I think the OP wanted to set up a standing order to her daughter using the payment details already in the app from the many payments she had already made. So, take an existing payee in the app, and set up a standing order, without re-entering the details.

Seems like a reasonable thing to be able to do - but I've looked and its not obvious how you do that in the FD app. You need to go to 'move money' and then 'new standing order'. Barclays and Santander ask you once you've selected the payee if you want to make a one time or regular payment. and selecting regular payments sets up a standing order.

I would hope that, if it was possible in the FD app, that the customer service agent would have told them that. I've has so many disappointing customer services experiences from FD that I doubt that though...

Notanotherhousepost · 25/08/2023 15:22

And a real example from an hour ago.

just sold our old residential property which was in my DH name. I bought our current one three months ago. Idea was to sell his house and pay the mortgage off on mine. Simples…

so, house proceeds went into his sole account with one bank who also hold my mortgage. No, we can’t pay off my mortgage with funds from his account because of money laundering.

We tootled off to the branch of his bank to pay the money into our joint account account with another bank. Produced ID.

Had to read five leaflets on scams. Then the poor girl had to fill in what looked like war and peace. Then…….

I was asked to leave the branch and another member of staff joined the two of them. Seemingly he had to watch a five minute video on romance scams and the other member of staff was a witness to validate the original member had made him watch it.

so all this to transfer 260k from his account to an account he was actually named on!

Notanotherhousepost · 25/08/2023 15:25

And because it took so long it’s unlikely to hit my account in time for me to make the payment today so my Tuesday the redemption is £900 higher!

Merapi · 25/08/2023 15:29

Banks have a moral duty to protect their customers from fraud and financial abuse, not just by scammers, but by their own family members. They also have a duty to abide by money laundering regulations.

I can understand how frustrating you found it, but it is a good thing that they have these procedures in place.

Notanotherhousepost · 25/08/2023 15:34

Did you miss where it was going into an account also in his name?

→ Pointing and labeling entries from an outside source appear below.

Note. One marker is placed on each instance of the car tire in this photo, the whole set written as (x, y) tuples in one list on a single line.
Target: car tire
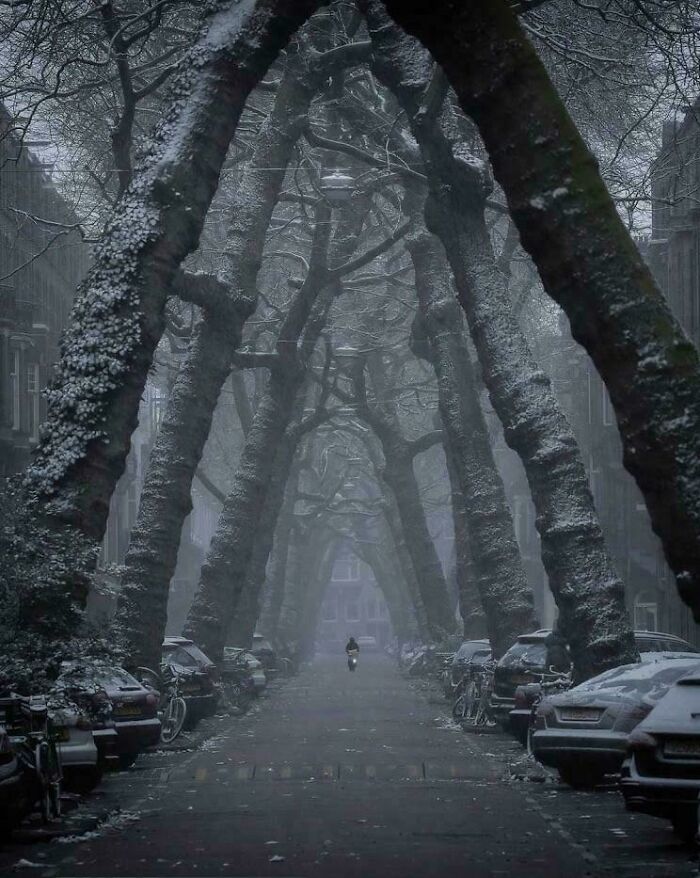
[(685, 824), (579, 777)]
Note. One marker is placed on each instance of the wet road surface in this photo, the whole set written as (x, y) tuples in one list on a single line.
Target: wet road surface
[(340, 774)]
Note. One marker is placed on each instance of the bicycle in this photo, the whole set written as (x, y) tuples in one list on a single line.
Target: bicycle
[(172, 708), (34, 741), (473, 703)]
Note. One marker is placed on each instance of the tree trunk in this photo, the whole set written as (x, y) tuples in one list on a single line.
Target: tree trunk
[(117, 318), (585, 585), (586, 259), (471, 608), (398, 474), (277, 571), (499, 575), (223, 573), (166, 497), (248, 609)]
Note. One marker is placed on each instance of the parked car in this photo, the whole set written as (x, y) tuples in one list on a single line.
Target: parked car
[(199, 685), (655, 641), (15, 798), (236, 658), (470, 654), (584, 732), (134, 708), (526, 661), (661, 775), (81, 766)]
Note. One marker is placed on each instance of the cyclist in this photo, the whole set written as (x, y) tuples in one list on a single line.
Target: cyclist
[(352, 650)]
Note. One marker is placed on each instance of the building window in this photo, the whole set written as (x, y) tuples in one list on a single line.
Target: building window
[(15, 391), (646, 614), (34, 395), (330, 611)]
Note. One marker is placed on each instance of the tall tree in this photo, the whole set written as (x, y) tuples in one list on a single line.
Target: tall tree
[(496, 563), (582, 577), (586, 259)]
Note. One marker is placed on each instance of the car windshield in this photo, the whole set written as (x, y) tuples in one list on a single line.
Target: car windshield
[(650, 680), (467, 650), (100, 676), (524, 653), (178, 655)]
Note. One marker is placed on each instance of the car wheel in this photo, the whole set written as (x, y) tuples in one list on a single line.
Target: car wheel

User15387500 · 25/08/2023 15:51

It is quite easy to get your bank account frozen temporarily because of this, so it is wise to have at least two current accounts and some credit cards so that you still have access to funds if this happens

Ormally · 25/08/2023 16:30

Notanotherhousepost · 25/08/2023 10:59

I suppose there are three camps:

  1. Those who believe that if just one vulnerable person is protected then endless hoop jumping is worth while even when it becomes an invasion of privacy. Normally this group believe that the banks should reimburse people who suffer scams and fraud.
  1. Those who believe that freedom and privacy are more important and that you should not protect a few at the cost of the many. Self responsibility is more important and the banks are not there to fix a mess you made yourself.

I'm firmly in camp 2

Confused... there are 2 listed; both categorised as '1'.

Is this like there being 2 kinds of people? One that can reach a conclusion even when given incomplete data.

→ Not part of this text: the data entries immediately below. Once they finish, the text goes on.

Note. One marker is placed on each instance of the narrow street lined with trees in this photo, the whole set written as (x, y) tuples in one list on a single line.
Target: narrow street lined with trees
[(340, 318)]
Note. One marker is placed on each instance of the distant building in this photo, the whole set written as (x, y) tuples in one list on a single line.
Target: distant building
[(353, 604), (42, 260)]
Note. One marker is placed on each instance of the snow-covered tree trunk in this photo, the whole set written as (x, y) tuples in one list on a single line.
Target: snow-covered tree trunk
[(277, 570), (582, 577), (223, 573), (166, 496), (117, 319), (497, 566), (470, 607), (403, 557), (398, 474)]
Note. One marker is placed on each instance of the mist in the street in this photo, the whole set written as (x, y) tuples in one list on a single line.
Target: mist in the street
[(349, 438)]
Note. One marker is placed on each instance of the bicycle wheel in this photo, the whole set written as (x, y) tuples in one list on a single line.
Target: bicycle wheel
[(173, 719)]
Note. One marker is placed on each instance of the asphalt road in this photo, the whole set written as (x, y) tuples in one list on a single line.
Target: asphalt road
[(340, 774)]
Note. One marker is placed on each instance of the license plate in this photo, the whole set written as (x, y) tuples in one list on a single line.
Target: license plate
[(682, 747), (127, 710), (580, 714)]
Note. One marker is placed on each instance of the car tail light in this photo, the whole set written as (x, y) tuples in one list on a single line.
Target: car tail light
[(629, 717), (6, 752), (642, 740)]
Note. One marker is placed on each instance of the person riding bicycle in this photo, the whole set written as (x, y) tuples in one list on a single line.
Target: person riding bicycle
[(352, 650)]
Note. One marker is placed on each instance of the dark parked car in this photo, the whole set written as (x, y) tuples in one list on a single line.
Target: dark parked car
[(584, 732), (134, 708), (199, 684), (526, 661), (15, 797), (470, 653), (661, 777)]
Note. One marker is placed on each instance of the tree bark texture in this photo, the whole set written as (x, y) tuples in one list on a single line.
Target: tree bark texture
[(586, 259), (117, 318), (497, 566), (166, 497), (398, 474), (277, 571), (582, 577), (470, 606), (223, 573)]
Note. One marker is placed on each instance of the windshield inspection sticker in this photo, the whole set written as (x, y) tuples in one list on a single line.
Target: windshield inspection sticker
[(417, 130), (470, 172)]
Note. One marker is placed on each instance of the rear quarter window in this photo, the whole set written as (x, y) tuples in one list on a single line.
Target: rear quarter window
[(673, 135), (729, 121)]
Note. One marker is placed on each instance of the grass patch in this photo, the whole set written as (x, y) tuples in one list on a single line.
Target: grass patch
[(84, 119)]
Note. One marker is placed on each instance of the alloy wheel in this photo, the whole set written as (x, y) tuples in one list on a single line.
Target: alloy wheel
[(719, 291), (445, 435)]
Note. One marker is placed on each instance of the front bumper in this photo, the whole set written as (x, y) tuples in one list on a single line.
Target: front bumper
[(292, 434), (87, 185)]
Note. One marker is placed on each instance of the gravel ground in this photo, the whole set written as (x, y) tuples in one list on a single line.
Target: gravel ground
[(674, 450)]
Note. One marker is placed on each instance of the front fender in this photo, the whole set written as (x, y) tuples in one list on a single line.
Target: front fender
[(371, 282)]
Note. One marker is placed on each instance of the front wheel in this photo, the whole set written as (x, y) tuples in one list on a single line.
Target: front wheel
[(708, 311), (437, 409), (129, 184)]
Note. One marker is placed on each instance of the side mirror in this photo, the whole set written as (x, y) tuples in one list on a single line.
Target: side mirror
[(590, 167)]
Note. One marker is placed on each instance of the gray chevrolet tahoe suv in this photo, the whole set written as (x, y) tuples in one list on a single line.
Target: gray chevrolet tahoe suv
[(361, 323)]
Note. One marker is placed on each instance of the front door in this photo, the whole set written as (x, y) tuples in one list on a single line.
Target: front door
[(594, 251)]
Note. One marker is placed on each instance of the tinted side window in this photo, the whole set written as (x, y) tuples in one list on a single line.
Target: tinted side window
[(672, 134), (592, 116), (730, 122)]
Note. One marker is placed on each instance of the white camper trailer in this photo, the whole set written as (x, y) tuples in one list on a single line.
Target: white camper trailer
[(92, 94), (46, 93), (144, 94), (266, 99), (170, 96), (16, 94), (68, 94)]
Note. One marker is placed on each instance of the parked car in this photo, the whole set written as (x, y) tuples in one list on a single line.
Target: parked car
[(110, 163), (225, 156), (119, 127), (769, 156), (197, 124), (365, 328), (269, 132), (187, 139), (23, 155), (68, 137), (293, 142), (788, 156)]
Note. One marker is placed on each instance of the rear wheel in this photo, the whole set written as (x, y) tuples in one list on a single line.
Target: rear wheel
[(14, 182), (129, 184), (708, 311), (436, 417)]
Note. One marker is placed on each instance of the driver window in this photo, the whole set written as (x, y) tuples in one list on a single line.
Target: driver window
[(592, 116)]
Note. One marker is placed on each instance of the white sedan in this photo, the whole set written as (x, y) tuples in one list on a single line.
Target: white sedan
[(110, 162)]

Notanotherhousepost · 25/08/2023 16:38

Ormally · 25/08/2023 16:30

Confused... there are 2 listed; both categorised as '1'.

Is this like there being 2 kinds of people? One that can reach a conclusion even when given incomplete data.

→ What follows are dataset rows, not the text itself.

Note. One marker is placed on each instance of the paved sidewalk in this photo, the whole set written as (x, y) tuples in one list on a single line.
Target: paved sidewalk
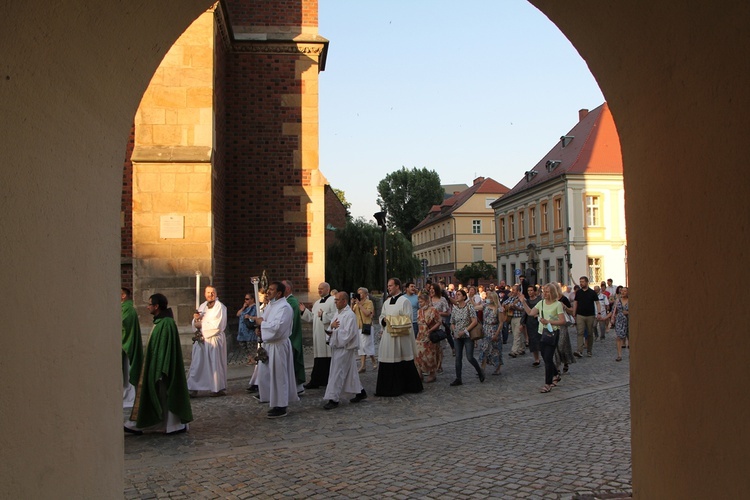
[(499, 439)]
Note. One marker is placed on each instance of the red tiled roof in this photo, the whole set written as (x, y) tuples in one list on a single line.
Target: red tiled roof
[(443, 211), (594, 149)]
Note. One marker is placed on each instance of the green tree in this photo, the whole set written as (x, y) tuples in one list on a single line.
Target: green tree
[(355, 258), (476, 271), (342, 198), (407, 196)]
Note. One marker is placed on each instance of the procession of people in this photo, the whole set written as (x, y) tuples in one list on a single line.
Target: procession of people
[(408, 333)]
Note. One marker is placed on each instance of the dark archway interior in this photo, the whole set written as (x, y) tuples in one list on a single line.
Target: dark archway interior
[(675, 79)]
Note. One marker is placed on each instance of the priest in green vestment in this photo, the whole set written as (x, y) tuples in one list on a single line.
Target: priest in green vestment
[(132, 344), (296, 338), (162, 401)]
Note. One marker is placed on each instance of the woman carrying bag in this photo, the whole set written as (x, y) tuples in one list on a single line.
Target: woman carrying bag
[(363, 310), (551, 317), (463, 319)]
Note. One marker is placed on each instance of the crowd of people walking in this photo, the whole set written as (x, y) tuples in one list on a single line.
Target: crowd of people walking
[(411, 332)]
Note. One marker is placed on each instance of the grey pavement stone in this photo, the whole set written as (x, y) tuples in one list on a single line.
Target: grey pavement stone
[(500, 439)]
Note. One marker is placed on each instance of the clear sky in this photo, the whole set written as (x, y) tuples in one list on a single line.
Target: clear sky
[(468, 89)]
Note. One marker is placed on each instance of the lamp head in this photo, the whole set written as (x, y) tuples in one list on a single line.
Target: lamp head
[(380, 217)]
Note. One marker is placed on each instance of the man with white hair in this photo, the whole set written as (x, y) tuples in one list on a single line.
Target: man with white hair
[(208, 366), (344, 342), (321, 316), (275, 331)]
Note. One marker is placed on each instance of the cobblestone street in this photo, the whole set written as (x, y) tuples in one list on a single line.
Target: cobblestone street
[(498, 439)]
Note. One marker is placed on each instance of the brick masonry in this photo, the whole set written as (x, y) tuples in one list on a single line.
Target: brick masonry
[(253, 107)]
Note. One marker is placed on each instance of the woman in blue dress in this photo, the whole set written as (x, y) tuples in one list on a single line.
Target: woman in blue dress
[(246, 334)]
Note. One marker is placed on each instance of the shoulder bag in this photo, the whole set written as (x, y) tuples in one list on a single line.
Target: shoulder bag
[(549, 337), (366, 327)]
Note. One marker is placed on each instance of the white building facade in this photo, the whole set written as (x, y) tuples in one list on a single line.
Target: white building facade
[(566, 217)]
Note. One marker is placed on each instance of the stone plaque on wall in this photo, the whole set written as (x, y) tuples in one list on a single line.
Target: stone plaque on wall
[(172, 227)]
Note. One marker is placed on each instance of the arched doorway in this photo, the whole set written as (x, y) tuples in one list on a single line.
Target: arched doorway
[(674, 79)]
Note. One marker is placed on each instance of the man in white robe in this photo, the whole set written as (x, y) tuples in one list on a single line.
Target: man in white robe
[(275, 330), (321, 316), (397, 372), (208, 367), (344, 342)]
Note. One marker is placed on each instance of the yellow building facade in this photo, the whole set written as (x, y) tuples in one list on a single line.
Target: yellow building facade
[(459, 231)]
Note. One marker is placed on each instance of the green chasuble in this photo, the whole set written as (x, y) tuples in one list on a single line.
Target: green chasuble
[(296, 338), (132, 343), (163, 365)]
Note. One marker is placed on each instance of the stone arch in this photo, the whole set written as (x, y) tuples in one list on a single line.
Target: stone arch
[(675, 79)]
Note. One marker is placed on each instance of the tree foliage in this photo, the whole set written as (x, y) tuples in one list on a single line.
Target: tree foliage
[(407, 196), (355, 258), (476, 271)]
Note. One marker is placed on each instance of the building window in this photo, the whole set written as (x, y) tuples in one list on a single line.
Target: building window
[(595, 269), (477, 254), (558, 214), (593, 211)]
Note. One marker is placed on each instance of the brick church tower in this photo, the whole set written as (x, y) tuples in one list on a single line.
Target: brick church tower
[(222, 171)]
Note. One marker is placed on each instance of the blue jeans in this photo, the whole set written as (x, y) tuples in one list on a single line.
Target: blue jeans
[(461, 343)]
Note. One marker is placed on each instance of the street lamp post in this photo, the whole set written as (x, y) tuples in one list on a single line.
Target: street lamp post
[(380, 217)]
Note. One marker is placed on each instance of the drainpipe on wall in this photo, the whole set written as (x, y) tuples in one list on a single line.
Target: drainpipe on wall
[(568, 261)]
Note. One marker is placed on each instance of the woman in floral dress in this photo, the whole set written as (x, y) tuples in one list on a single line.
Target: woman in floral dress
[(444, 310), (620, 320), (564, 352), (428, 320), (491, 344)]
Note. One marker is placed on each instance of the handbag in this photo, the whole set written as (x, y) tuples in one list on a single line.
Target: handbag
[(437, 336), (548, 337), (366, 327), (476, 332), (508, 308), (398, 326)]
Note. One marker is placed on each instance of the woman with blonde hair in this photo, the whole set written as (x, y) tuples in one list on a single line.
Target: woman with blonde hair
[(564, 353), (551, 317), (620, 320), (491, 344), (428, 321)]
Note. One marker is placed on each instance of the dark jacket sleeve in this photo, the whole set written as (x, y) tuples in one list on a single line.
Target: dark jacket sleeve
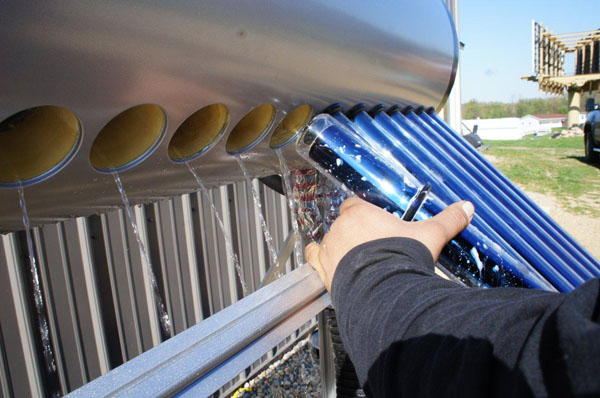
[(411, 333)]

It was an auto numbering issue

GrannyRose15 · 25/08/2023 17:17

Why in earth didn’t you tell them it was to help your daughter with the cost of living crisis. Nobody would/could argue with that.

RosemaryDill · 25/08/2023 19:30

DrCoconut · 24/08/2023 09:23

I had to jump through hoops of fire to pay for some expensive renovation work at my house. The bank picked it up as an unusual transaction and really questioned it.

Same here. The work was completed and I was completely happy with it. My bank however was not. When, after what seemed like hours of grilling, they finally agreed to let me spend £10k of my own money, they told me why.
Apparently my builder had once bought crypto currency. This put an automatic red flag on his account and every transaction.